Jackie McKenna

jackie mckenna
In the fall of 2007 I was living in a small remote town in Alaska with my family and teaching in an elementary school. I had just earned my Master’s degree in reading education. My husband had recently advanced to the rank of chief in The United States Coast Guard. Life was definitely good. Not long after the start of the school year, I noticed some slight numbness in my left hand. I didn’t think much of it because after all, numb fingers in Alaska are not unusual. But then I noticed numbness on the left side of my face so I made a doctor’s appointment.

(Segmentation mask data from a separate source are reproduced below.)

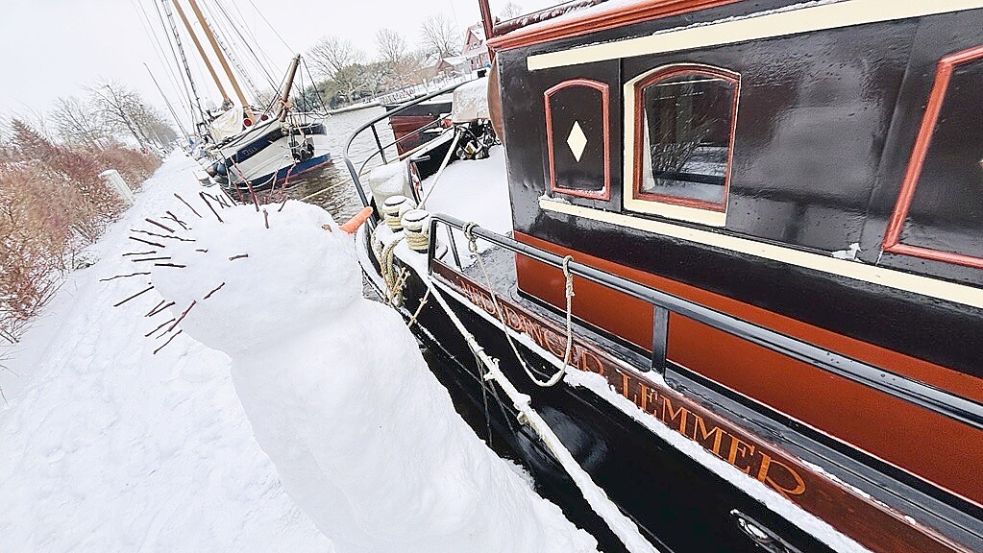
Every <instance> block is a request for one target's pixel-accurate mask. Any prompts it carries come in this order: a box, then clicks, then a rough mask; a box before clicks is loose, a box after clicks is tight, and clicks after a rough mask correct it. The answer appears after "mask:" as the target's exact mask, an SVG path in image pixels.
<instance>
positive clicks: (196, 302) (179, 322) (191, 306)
mask: <svg viewBox="0 0 983 553" xmlns="http://www.w3.org/2000/svg"><path fill="white" fill-rule="evenodd" d="M196 303H198V300H192V301H191V305H189V306H188V308H187V309H185V310H184V311H183V312H182V313H181V315H180V316H179V317H178V318H177V320H176V321H174V324H172V325H171V326H169V327H168V328H167V331H168V332H170V331H172V330H174V328H175V327H177V325H178V323H180V322H181V321H183V320H184V318H185V317H187V316H188V312H189V311H191V308H192V307H194V306H195V304H196Z"/></svg>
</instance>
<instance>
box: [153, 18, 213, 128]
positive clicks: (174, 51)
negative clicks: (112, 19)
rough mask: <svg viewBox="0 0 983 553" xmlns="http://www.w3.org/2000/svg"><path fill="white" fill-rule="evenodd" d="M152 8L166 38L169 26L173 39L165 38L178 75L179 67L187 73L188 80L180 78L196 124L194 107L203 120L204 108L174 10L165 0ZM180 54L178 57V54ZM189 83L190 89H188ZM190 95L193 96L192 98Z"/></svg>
mask: <svg viewBox="0 0 983 553" xmlns="http://www.w3.org/2000/svg"><path fill="white" fill-rule="evenodd" d="M162 5H163V6H164V9H163V13H162V12H161V6H162ZM154 8H156V10H157V18H158V19H159V20H160V25H161V27H162V28H163V29H164V35H165V38H166V35H167V28H168V26H170V28H171V37H172V38H173V39H174V40H173V41H171V39H170V38H168V40H167V45H168V46H170V48H171V55H172V56H173V57H174V63H175V64H176V65H177V66H178V67H179V72H178V75H180V68H181V67H183V68H184V74H185V75H187V77H188V80H187V81H185V80H184V79H181V84H182V85H183V86H184V93H185V94H186V95H187V96H188V107H189V108H190V109H191V124H192V126H196V123H195V115H194V112H195V107H197V108H198V115H199V116H200V117H201V120H202V121H204V120H205V110H203V109H201V96H199V95H198V86H197V85H195V79H194V77H193V76H192V74H191V66H190V65H188V57H187V56H186V55H185V53H184V44H182V43H181V33H179V32H178V29H177V23H175V22H174V12H172V11H171V7H170V5H168V3H167V0H160V2H156V1H155V2H154ZM165 15H166V17H167V21H166V22H165V21H164V17H165ZM178 54H180V57H179V56H178ZM189 85H190V90H189ZM192 96H193V97H194V98H193V99H192Z"/></svg>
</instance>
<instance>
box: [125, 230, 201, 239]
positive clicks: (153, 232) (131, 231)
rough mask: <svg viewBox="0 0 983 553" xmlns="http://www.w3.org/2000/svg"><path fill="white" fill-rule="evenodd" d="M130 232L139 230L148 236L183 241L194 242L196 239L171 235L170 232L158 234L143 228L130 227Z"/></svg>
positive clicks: (180, 236)
mask: <svg viewBox="0 0 983 553" xmlns="http://www.w3.org/2000/svg"><path fill="white" fill-rule="evenodd" d="M130 232H138V233H140V234H146V235H147V236H156V237H157V238H167V239H168V240H178V241H181V242H194V239H192V238H184V237H181V236H177V235H169V234H157V233H156V232H150V231H149V230H143V229H130Z"/></svg>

One by one my Dr. eliminated possibilities. Finally he scheduled an MRI and on December 26th, a mass was found in the motor cortex that controls movement for my left side. Soon after, my husband and I left Alaska for Seattle. We found nothing but bad news there. I was told by two different neurosurgeons at two different centers that it was inoperable, and I had only months to live. My husband describes this time as feeling as if we’d been hit by a freight train. After Seattle, we moved on to Duke University in North Carolina. They were much more optimistic and thought that surgery may be an option but more tests were required. In the meantime we heard about MD Anderson in Houston.

We made an appointment and met with Dr. Amy Heimberger. On January 24, 2008, she performed life-saving surgery removing the mass and extending my life. The bad news was that it was confirmed to be a GBM. I had 6 weeks of radiation and chemo. Since then I have been on four different courses of treatment. I’ve been on my current treatment since fall 2008. It is a study drug. It hasn’t been easy; I have almost no use of my left arm or hand (I was left-handed). However, I am able to walk, drive and care for my husband and my two daughters who are both teenagers now. And of course they take good care of me. I am sure I wouldn’t be here without them. I no longer work outside the home except some volunteer work.

A few months after the surgery we moved to Houston and lived there for five years. Summer of 2013 we moved back to our home town in Florida. But I return to Houston every 12 weeks to have a scan and check-up. This is a requirement of the study and a small price to pay for a treatment which, so far, is working for me.

I would like to thank Dr. Amy Heimberger, the best neurosurgeon I’ve ever met, Dr. John de Groot, Julie Walker, and Kathy Hunter my neuro-oncology dream-team.